Musician Derek Scott has worked with many showbusiness “greats”. Artistes like Ray Charles, Barbra Streisand, Julie Andrews, Liberace... the list is seemingly never ending.
But it is his latest – and unseen – television role which is causing the biggest stir. For Derek, a freelance musician and composer, is musical associate on the popular ATV Muppets Show. He also plays the piano for the character of Rowlf, the canine pianist.
Apart from fringe benefits of getting Muppets T-shirts for his children and an exclusive Kermit tie for himself, his association with the cult comedy show has raised his standing in the community.
When introduced as “the man who had just finished working with the Muppets” at a local dancing school prizegiving, he was greeted with rapturous applause.
With 24 Muppet shows in the can, he is all set to start work on a further 24 at ATV’s Elstree Studios this May.
When we met at his Northwood home recently, he explained what his role as musical associate on the programme involved.
“It means the whole responsibility of the music is yours until it gets played,” says Derek.
“You have to sort it out, arrange it and sometimes play it too.”
He had previously worked with about 60 per cent of the big names who guested on the Muppets’ first series.
The quick turnover – they made one show a week – did cause problems for Americans suffering from jet lag and having to get down to serious musical work. But, he says, it was fun to make.
Derek describes himself as a musician “because it covers everything I do,” adding: “You name it, I have done it, from a royal command performance at the Palladium to scores for films.”
He bgean studying the piano at the age of 4½. “They tell me it was because my sister started to learn to play but I did not really think of doing anything else. I do not think it was ever thought about, the subject never came up,” he says.
At 16, he was an associate of the Royal College of Organists and went on to play in West End theatres and clubs.
His first job was on the last show Sid Field did and he played in the orchestra for many big West End musicals like Kismet and Kiss Me Kate.
“Those theatre jobs were good because they left you free during the day to do anything that took your fancy,” he adds.
With the decline of the big musical, he moved into the musical side of television.
In recent years he has worked mainly for commercial television and, in particular, ATV.
It began with live shows like Saturday Spectacular and Sunday Night at the London Palladium. He met his wife, Sidonie, at the Palladium – he was the pianist and she was a dancer. Now she is well-known as a producer and choreographer of amateur musicals to the Watford area.
Before the Muppets, Derek worked on many of ATV’s made-for-America spectaculars with people like Streisand, Liberace and Ray Charles. He has written themes for series like General Hospital, Hunter’s Walk and the forthcoming Parables. He scored one of the late Tony Hancock’s films, Punch and Judy Man.
There are, he says, few people around who specialise in his sort of job. It means keeping abreast of all the current developments in music – which, no doubt, accounts for the equipment in his work room at home.
“Whatever comes up you are supposed to know something about it. Now, for instance, you have to know all about electronic music,” he explains, referring to the room as looking like something out of Star Trek.
Despite his classical training, he sees nothing wrong in more modern music.
"Eventually everyone finds there is another side to music. It is all part of the same thing. I do not like music being pigeonholed. I work on everything from opera to hard rock.”
[From the Watford Observer of March 11, 1977]

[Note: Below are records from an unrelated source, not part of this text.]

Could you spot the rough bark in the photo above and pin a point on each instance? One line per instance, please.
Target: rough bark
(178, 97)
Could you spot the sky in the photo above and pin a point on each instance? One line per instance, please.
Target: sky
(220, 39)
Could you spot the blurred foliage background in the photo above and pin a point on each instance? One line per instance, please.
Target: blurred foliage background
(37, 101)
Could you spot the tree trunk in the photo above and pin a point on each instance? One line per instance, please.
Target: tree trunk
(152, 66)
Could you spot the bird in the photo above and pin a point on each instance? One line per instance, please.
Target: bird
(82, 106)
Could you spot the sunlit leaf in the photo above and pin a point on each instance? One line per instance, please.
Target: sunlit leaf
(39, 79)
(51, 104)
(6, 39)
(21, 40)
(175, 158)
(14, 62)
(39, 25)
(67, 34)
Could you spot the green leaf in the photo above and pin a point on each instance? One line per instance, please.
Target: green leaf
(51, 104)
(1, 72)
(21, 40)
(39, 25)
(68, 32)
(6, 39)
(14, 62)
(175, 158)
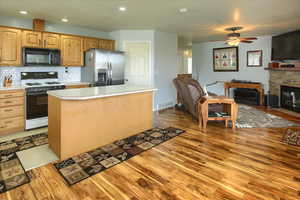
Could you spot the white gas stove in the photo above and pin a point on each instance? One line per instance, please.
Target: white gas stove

NOSTALGIA NOTE: Derek Scott was born in Biggleswade, Beds, on December 25, 1921. During the Second World War, he served in the RAF and toured Europe and North Africa with a scattering of aspiring comedians including Peter Sellers and Tony Hancock. In 1948, he formed a double act with Tony Hancock in a show billed as Hank and Scott at the Windmill Theatre. Among other achievements not mentioned in the article above, he also wrote the music for the Captain Birdseye commercials. He died in May 2006, aged 84.